Newspaper headlines: 'Stop children bingeing on social media'
The Observer carries a plea to parents from the children's commissioner about the amount of time young people are spending on social media and the internet.
Anne Longfield says as web use reaches record highs among children, parents should be proactive in stopping them from bingeing on the internet "like junk food" during the school holidays.
She also condemns the new methods social media companies are using to draw them into spending more time "staring at tablets and smartphones".
The UK is prepared to pay up to £36bn to the EU to settle the so-called Brexit divorce bill, according to the Sunday Telegraph.
The paper says this is the first time such a precise figure has been proposed, and goes on to report that senior officials in Whitehall now believe the offer is the only way to break the deadlock in negotiations.
It says the UK will only agree to pay the bill if the EU negotiates the financial settlement as part of an agreement on future relations, including a trade deal.

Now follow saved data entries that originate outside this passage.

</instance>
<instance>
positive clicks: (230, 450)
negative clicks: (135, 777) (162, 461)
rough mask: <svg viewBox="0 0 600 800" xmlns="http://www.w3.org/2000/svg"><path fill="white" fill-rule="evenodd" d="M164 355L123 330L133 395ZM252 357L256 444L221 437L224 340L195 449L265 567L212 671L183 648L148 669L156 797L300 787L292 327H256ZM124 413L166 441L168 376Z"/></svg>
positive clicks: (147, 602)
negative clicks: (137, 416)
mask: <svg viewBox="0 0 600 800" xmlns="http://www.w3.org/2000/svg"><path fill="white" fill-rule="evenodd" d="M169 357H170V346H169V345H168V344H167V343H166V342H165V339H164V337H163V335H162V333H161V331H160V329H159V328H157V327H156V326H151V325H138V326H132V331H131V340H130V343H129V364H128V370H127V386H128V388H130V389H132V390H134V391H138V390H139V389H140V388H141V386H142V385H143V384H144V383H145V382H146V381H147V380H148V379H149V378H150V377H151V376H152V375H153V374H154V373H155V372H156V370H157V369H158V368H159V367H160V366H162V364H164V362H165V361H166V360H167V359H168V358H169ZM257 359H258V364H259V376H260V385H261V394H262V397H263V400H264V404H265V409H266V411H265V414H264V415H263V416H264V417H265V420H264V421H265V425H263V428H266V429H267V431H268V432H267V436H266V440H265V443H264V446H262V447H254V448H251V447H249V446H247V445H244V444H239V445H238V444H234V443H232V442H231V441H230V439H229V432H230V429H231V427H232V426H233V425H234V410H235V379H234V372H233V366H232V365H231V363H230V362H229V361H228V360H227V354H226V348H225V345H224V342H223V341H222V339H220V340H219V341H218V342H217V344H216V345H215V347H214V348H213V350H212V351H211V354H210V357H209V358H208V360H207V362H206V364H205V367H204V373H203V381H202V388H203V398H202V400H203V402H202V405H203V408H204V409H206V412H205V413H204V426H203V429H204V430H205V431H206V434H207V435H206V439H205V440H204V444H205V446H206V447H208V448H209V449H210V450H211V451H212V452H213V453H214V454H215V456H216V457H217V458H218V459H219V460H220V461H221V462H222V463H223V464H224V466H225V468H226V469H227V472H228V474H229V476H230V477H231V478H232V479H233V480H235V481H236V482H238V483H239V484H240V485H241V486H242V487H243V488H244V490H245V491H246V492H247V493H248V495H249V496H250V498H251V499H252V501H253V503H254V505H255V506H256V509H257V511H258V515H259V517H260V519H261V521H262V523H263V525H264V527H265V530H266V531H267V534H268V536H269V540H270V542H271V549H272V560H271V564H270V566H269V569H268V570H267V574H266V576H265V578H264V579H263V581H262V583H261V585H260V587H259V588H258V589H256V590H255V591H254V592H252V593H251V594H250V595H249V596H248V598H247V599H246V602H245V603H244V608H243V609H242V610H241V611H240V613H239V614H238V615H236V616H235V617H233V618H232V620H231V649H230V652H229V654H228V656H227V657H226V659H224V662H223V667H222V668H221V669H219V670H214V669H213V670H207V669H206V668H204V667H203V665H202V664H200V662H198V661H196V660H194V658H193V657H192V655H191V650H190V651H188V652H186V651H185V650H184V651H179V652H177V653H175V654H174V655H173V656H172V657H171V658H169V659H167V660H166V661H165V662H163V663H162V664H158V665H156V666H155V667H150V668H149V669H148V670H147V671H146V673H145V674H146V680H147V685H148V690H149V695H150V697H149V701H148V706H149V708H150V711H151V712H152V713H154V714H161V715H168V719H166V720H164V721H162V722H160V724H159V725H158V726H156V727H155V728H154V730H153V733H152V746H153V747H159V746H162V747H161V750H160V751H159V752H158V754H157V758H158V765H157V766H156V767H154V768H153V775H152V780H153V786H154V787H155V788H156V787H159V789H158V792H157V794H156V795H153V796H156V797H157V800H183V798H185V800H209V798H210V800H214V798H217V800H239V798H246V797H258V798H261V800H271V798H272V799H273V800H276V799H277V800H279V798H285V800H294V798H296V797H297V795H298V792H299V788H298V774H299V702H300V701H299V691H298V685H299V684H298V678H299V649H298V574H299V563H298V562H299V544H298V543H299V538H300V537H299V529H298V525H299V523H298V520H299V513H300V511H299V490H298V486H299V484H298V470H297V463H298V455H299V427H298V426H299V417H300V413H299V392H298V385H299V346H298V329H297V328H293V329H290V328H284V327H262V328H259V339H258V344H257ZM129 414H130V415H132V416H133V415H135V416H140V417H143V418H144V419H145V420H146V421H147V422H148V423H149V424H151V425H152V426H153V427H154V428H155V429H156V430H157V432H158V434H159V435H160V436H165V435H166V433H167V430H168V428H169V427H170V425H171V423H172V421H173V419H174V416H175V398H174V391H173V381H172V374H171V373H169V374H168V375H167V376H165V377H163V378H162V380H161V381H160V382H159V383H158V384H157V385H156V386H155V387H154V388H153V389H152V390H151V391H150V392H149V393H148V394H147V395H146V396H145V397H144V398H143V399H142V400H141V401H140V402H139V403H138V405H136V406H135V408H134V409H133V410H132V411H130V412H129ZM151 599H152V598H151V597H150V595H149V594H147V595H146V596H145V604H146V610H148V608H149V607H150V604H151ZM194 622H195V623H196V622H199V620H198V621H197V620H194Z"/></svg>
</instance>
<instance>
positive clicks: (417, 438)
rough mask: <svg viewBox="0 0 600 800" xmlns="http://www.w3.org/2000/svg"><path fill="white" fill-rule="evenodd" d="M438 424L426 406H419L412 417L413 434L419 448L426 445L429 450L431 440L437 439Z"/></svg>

In an editorial, the paper urges politicians to focus on what we are "bringing to the table" rather than endless "negativity and misplaced bravado".
The Sunday Times leads with an investigation which it says has revealed that British A-level students are being "discriminated" against by many of the UK's top universities.
The paper says it has uncovered evidence that institutions are recruiting what it describes as "more lucrative overseas applicants" who often have poorer qualifications.
Former education minister Lord Adonis tells the paper that the findings are "seriously alarming".
He accuses universities of "betraying their mission" to widen access to higher education.
The paper says British parents have a right to expect a level playing field and universities have a duty to provide one.
The Mail on Sunday warns of a prescriptions fraud epidemic as it reports that a million NHS patients have been fined for wrongly claiming free medicines.
It says that health services bosses clawed back £23m in the past year in fines and unpaid bills as a result of a major crackdown targeting fraud.
Most of the papers carry pictures on their front pages of Jamaican sprinter Usain Bolt after he finished third in his last individual 100m race before retirement at the World Athletics Championships in London
"Bolt from the blue - Usain bows out with bronze," declares the Sunday Times.
"Final Insult," says the Mail on Sunday which focuses on the chequered past of the race winner. "Boos ring out as Bolt is beaten into third in his farewell race by twice-banned drugs cheat Gatlin."
Above a picture of Bolt giving a "V for victory sign", the Sunday Telegraph declares simply: "Goodbye from the greatest."
And who won't be eating all the pies?
Well, it could be us, according to the Sunday Mirror.
It reports that dozens of iconic British food names could be put at risk by a 'hard' Brexit.
The paper says favourites including Melton Mowbray pork pies, Cornish pasties, Cumberland sausages and Wensleydale cheese could be undercut by cheap foreign imitations.
The Mirror warns that leaving the EU without a deal would scrap the Protected Designation of Origins, which means products have to come from the areas they are named after.